Use this evidence pattern:

1. Show normal authorized behavior for Account A.
2. Show normal authorized behavior for Account B.
3. Show the single boundary test.
4. Show the unexpected result.
5. Show why the result creates security impact.
6. Redact identifiers, tokens, cookies, and personal data.

When To Stop

Stopping is a skill. A good researcher knows when more testing increases risk without improving proof.

Stop when:

• you reach third-party data
• you can modify another user's state
• you confirm unauthorized access with minimal proof
• the next step would be destructive
• the next step would send email, SMS, shipment, payment, or notification
• the next step would create load or denial-of-service risk
• the next step would leave the program scope
• you are unsure whether the action is allowed

Your report can say:

I stopped testing at this point to avoid accessing additional data or causing
state changes beyond the minimum proof.

That sentence shows maturity.

Target Selection Rules

Do not hunt only where everyone else hunts.
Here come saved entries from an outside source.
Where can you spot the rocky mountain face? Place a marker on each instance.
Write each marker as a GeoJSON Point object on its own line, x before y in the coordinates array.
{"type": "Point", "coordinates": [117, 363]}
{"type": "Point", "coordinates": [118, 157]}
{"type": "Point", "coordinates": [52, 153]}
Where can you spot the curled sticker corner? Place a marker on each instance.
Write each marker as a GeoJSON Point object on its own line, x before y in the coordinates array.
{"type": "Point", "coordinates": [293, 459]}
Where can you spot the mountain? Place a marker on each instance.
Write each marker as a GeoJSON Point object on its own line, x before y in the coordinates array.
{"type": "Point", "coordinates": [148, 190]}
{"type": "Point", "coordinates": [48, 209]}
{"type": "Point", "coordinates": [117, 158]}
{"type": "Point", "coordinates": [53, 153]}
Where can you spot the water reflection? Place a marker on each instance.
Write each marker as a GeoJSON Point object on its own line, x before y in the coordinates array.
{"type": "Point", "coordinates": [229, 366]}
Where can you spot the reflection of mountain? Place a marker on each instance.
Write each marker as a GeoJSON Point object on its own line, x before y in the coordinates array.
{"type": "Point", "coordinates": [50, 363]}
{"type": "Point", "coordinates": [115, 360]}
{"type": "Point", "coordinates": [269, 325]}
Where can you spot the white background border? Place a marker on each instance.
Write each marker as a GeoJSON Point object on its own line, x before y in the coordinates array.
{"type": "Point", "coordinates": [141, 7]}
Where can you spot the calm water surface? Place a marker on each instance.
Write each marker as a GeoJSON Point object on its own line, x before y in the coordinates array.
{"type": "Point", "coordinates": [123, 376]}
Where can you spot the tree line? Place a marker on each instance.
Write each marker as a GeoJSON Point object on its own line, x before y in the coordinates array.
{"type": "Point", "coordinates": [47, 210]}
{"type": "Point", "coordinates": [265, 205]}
Mature main apps and obvious API surfaces may have high payout ceilings, but they also have high duplicate risk.

When ranking assets, consider:

• in-scope status
• sensitivity of data or workflow
• amount of business logic
• authentication depth
• number of object identifiers
• file or document handling
• invitation or sharing flows
• account-linking flows
• write operations
• duplicate likelihood
• rate-limit and automation restrictions
• third-party ownership risk

Good targets often have:

• sensitive workflow state
• documents or attachments
• account preferences
• invitations
• user-to-user relationships
• order or subscription states
• profile and privacy settings
• role or membership boundaries

Low-value targets often have:

• static content only
• public marketing pages
• no authenticated workflow
• no state-changing action
• no sensitive data
• issues excluded by policy

Manual First, Automation Later

Automation is useful after you understand the workflow. It is dangerous when used to discover the workflow blindly.

Start manually:

1. Read the scope. 2. Create the scope card. 3. Walk the user journey. 4. Capture baseline requests. 5. Identify objects and state transitions. 6. Compare Account A and Account B. 7. Test one boundary at a time. 8. Record expected and actual behavior.

Only automate after you know:

• the endpoint is in scope
• the request rate is allowed
• the action is safe
• the test will not affect real users
• the result can be interpreted reliably

Manual testing gives you judgment. Automation gives you scale. Judgment must come first.

Operating Checklist

Use this checklist before every serious test session:

[ ] I confirmed the asset is in scope.
[ ] I read the program rules today, not last month.
[ ] I know which tests are prohibited.
[ ] I know the rate limits or automation limits.
[ ] I am using approved test accounts only.
[ ] I am using a stable researcher identity.
[ ] I am not using Tor, proxy rotation, or noisy infrastructure.
[ ] I have a clean Burp project or logging method.
[ ] I know what sensitive data must be redacted.
[ ] I know the stop condition for this test.
[ ] I can explain the expected security boundary.
[ ] I can explain the tangible impact if the boundary fails.

If you cannot check every item, fix the setup before continuing.

Reportability Checklist

Before writing a report, verify:

[ ] The affected asset is in scope.
[ ] The behavior is reproducible.
[ ] The issue affects a real security boundary.
[ ] The impact is more than cosmetic or theoretical.
[ ] The proof uses accounts or data I am allowed to use.
[ ] The request volume was reasonable.
[ ] The report does not include unnecessary sensitive data.
[ ] Tokens, cookies, account identifiers, and personal data are redacted.
[ ] The report explains what I did and where I stopped.
[ ] The recommended fix matches the root cause.

Chapter Takeaway

Operational bug bounty work is not about running the most tools. It is about making controlled decisions under authorization.

The rule is:

Scope first. Stable identity. Minimal proof. Tangible impact. Confidential handling. Stop before harm.

If you follow that rule, your work becomes safer, easier to reproduce, easier to report, and more likely to be taken seriously.